A tomada da Bastilha
António Sardinha
RESUMO
António Sardinha apresenta uma visão crítica sobre a Revolução Francesa e a tomada da Bastilha, contestando a ideia de que foi um acontecimento libertador e progressista. Sardinha argumenta que a Revolução, influenciada por ideias de Rousseau e pelo criticismo protestante, rompeu com a tradição secular da sociedade francesa, substituindo-a por uma ideologia abstrata. A Bastilha era mais um símbolo retórico do que uma verdadeira fortaleza da tirania, pois nela estavam apenas sete prisioneiros, a maioria por crimes comuns. A miséria do povo antes da Revolução foi exagerada pelos revolucionários e que o reinado de Luís XVI procurava reformas e melhorias para França. Sardinha acusa a influência estrangeira, especialmente da Maçonaria e da Inglaterra, de manipular os acontecimentos para enfraquecer a França. A Revolução trouxe retrocesso, desorganização social e agravou a situação dos mais pobres, destruindo antigas formas de organização e solidariedade, como as corporações e comunas. Por fim, Sardinha critica a celebração da tomada da Bastilha como festa nacional, considerando-a baseada em mitos e exageros, e conclui que a Revolução não trouxe verdadeira liberdade, mas sim novas formas de opressão e desilusão para o povo francês.

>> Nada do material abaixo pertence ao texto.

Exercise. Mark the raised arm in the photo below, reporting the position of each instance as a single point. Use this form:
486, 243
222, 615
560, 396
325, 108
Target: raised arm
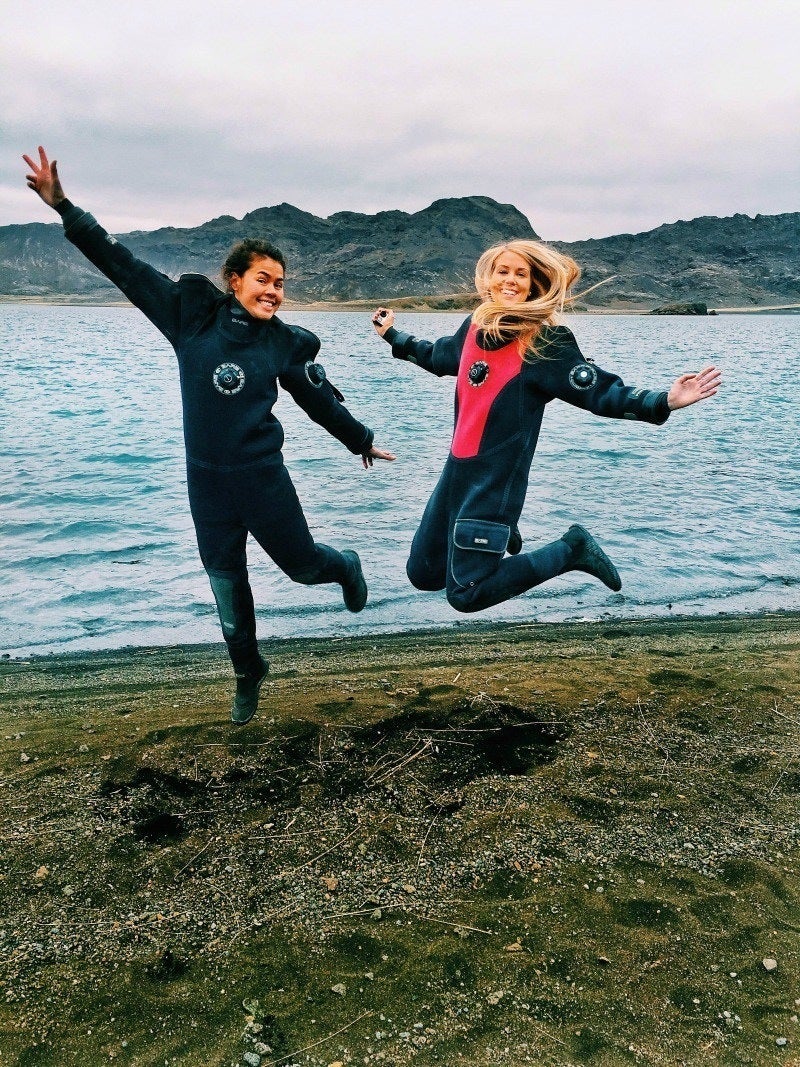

A Revolução Francesa, rompendo com a formação secular da sociedade, procurou substituí-la por uma construção ideológica, tirada toda dos falsos subjectivismos de Jean-Jacques Rousseau. Jean-Jacques Rousseau, por seu turno, suíço de nascimento, calvinista de origem, representa o triunfo do criticismo protestante sobre o nosso claro entendimento de católicos e de romanos. O que o livre-exame é como fonte permanente de interpretação caprichosa e anárquica no domínio das coisas religiosas, assim foi no campo das relações políticas e morais o vento tumultuário da Revolução.
Por longos tempos a pretenderam deificar, como um acontecimento decisivo para o progresso e felicidade das gerações futuras. Esqueceram-se por instantes as palavras fortes, as verdades duras de um Joseph de Maistre, de um Bonald, de um Rivarol. Não estavam elas de acordo com um século, que enfaticamente se chamou das ‘luzes’. Mas porque se harmonizavam com as luzes de todos os séculos, no seu convívio e no sabor másculo da sua acentuação encontram agora repouso as inquietações intelectuais daqueles em quem se não perdeu ainda o sentido superior da civilização a que pertencem.
Costuma celebrar-se o início da Revolução com a festa nacional da tomada da Bastilha. A Bastilha é considerada pelo sentimentalismo retórico dos historiadores românticos como o baluarte de uma tirania que, afinal, não existiu nunca, a não ser na sua imaginação excitada. Para os que não se possam dar a longas meditações sobre a Revolução Francesa, pensando vagarosamente os estudos formidáveis de Taine que julgaram a questão de uma maneira irremovível, a leitura de qualquer trabalho mais ligeiro e mais de síntese, ou La Révolution, de Louis Madelin, ou La Révolution Française et la psychologie des révolutions, de Gustave Le Bon, lhes dará os elementos seguros de uma apreciação crítica indispensável como base para a aquisição de toda a cultura contra-revolucionária, que deseje ser sensata e sólida. É, assim, uma lenda miserável a declamada miséria do povo às vésperas da Revolução. O reinado de Luís XVI, tanto debaixo do ponto de vista financeiro, como debaixo do ponto de vista militar e diplomático, significa até um notável esforço em favor da prosperidade e do engrandecimento da França. Havia, é certo, grandes abusos de administração. Para a abolição desses abusos se caminhava, porém, sendo o concurso do rei um dos mais empenhados nas reformas necessárias ao bem-estar do seu país.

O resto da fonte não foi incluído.